Melting point and solubility are considered to be inversely proportional.72 Using 4652 molecules for which measured melting point values are available, we tested the effect of using the melting point as a feature for solubility prediction. Interestingly, as shown in Table 6, we do not see a significant effect due to using melting point as a feature, showing that using structural information alone provides as much predictive power as the use of relevant experimental measurements. Not only does melting point not provide additional predictive power beyond structural information but it also appears to provide little predictive power on its own for this data set. Using melting point as the only feature achieved an R2 of 0.02 and an RMSE of 2.26 which provides little improvement over the RMSE of 2.28 from simply using the mean log S value as the prediction.

Motivated by several works that have studied the relationship between steric effects and solvation, we tested the importance of Sterimol parameters for solubility prediction.73,74 This comparison has been especially frequently established when discussing sterics as a part of common organic chemical reactions.75 Sterimol parameters have been developed to describe the steric effects in molecules.7678 More details on the Sterimol parameters are presented in the Supporting Information. We find that our MDM model does not seem to be improved due to adding three Sterimol parameters, B1, B5, and L1 as features. Additionally, training a model using only these parameters as input resulted in an RMSE of 2.09 and an R2 around 0.02.

The node features of our GNN model depend only on the 2D structural representation of the molecule. As an initial test to check whether incorporating any 3D information have an effect on GNN model accuracy, we added atomic coordinates as node features. These coordinates were generated using Pybel and some molecules were discarded after they failed in this generation. We find that adding 3D atomic coordinates as node features does not improve the GNN model performance. Learning the relevant 3D structural features of the compound using atomic coordinates alone as node features seems to be challenging.

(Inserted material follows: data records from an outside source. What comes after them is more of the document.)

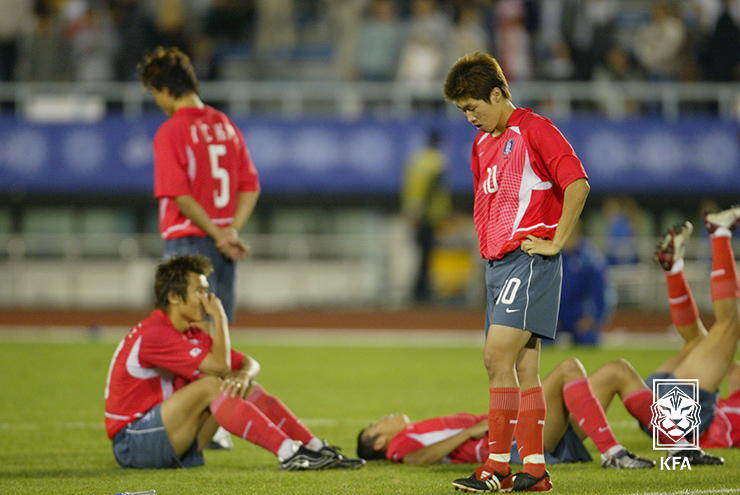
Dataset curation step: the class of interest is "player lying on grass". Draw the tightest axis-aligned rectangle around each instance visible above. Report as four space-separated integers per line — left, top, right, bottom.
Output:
552 207 740 465
357 358 655 469
105 255 365 470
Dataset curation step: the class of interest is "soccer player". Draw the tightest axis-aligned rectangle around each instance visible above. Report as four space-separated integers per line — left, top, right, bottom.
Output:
141 47 260 321
444 52 590 492
105 255 365 470
357 358 655 469
622 206 740 464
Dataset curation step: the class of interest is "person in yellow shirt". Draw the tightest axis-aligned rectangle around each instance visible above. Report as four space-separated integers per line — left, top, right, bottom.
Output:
401 130 452 302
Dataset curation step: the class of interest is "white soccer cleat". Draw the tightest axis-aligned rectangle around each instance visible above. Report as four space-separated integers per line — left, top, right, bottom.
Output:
704 205 740 234
655 222 694 271
206 426 234 450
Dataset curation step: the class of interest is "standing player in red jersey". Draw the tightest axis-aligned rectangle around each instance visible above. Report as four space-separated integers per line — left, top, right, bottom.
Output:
105 255 365 471
141 47 260 321
444 52 590 493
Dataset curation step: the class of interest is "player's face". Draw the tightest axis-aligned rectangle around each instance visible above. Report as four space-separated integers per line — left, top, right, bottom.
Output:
364 414 411 450
181 272 208 322
455 88 506 132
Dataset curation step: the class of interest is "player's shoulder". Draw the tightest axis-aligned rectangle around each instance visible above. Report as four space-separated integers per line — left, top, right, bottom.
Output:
515 108 555 128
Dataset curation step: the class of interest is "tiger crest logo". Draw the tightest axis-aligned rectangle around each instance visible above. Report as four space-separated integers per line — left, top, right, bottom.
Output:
650 379 701 450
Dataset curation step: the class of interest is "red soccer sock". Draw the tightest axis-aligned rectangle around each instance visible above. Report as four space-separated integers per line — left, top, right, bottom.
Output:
476 387 520 478
247 385 314 445
710 236 740 301
563 377 619 454
515 386 547 478
211 394 290 455
665 270 699 327
622 388 675 444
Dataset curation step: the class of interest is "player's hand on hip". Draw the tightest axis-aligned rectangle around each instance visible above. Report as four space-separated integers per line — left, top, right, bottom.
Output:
520 235 560 256
201 292 226 320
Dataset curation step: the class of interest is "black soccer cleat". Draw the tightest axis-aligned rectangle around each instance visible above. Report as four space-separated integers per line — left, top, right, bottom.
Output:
278 442 337 471
601 449 655 469
452 471 511 493
511 470 552 492
319 441 366 469
666 449 725 466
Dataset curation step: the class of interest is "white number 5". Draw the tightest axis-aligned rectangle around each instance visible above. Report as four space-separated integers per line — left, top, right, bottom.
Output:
208 144 230 208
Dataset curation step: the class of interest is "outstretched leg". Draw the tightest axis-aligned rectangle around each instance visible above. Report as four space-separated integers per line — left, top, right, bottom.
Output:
673 207 740 392
542 358 655 469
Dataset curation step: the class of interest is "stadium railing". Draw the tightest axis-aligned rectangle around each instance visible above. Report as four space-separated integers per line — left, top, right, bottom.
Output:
0 80 740 120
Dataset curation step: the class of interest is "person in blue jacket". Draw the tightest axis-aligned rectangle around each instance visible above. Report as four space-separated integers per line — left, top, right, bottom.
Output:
558 222 616 345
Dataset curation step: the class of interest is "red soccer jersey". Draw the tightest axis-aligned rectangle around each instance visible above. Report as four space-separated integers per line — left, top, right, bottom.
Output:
154 106 260 239
471 108 588 260
385 413 488 464
699 390 740 449
105 309 244 438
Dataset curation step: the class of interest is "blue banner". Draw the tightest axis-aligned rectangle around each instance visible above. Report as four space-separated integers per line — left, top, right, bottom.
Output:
0 114 740 195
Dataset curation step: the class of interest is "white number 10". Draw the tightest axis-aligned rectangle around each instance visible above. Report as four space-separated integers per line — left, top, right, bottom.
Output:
208 144 230 208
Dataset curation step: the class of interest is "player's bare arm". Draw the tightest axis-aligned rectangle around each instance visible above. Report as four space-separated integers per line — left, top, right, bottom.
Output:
221 356 261 399
521 179 591 256
216 191 260 259
403 419 488 466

An alternate method to add 3D information to the GNN model is to leverage the 3D descriptors as an additional input to the model. Recently, the MetaLayer model79 has been proposed as a graph neural architecture which is capable of learning from properties “global” to the entire graph structure, which allows us to use the molecular descriptors as an additional input to our GNN model. The results given in Table 6 shows, consistent with the MDM results, that the 2D descriptors are individually more informative than the 3D descriptors. However, the addition of the molecular descriptors is not strong enough to surpass the accuracies obtained by our original GNN model.

While the MetaLayer model does not improve on the overall performance, we find that this approach can achieve better accuracies for groups of similar molecules compared to the original GNN model, which may suffer from a lack of 3D information needed to distinguish isomers. These results are shown in comparison with the original GNN model in Figure 8. We see the MetaLayer model that uses only 3D descriptors outperforms all the other models in rank-ordering the solubility values in each isomer group.

Effects of Data Size

While deep learning models have been shown to excel at learning complex patterns such as those involved in structure–property relationships, they also typically have large data requirements to achieve good performance at these complex tasks. We perform several analyses to study the impact of data set size on our model performance. First, we study the impact of transfer learning by pretraining models on large external data sets before fine-tuning on the solubility prediction task. Second, we evaluate our models with smaller subsamples of our data.

Transfer Learning

Transfer learning is a machine learning technique in which the knowledge a model gains from training on one task is transferred to improve performance on a second task. We apply transfer learning to the solubility prediction task by first pretraining our models on two large data sets, QM9 and PC9. While these data sets do not contain solubility labels, they are 9 and 7 times larger than our solubility database, respectively, and can help the model learn patterns that relate molecular structure to molecular properties. To perform transfer learning, we first train MDM and GNN models to predict all the molecular properties included with the QM9 and PC9 data sets and then, starting from weights learned on the QM9 or PC9 data set, we perform further training using the solubility data.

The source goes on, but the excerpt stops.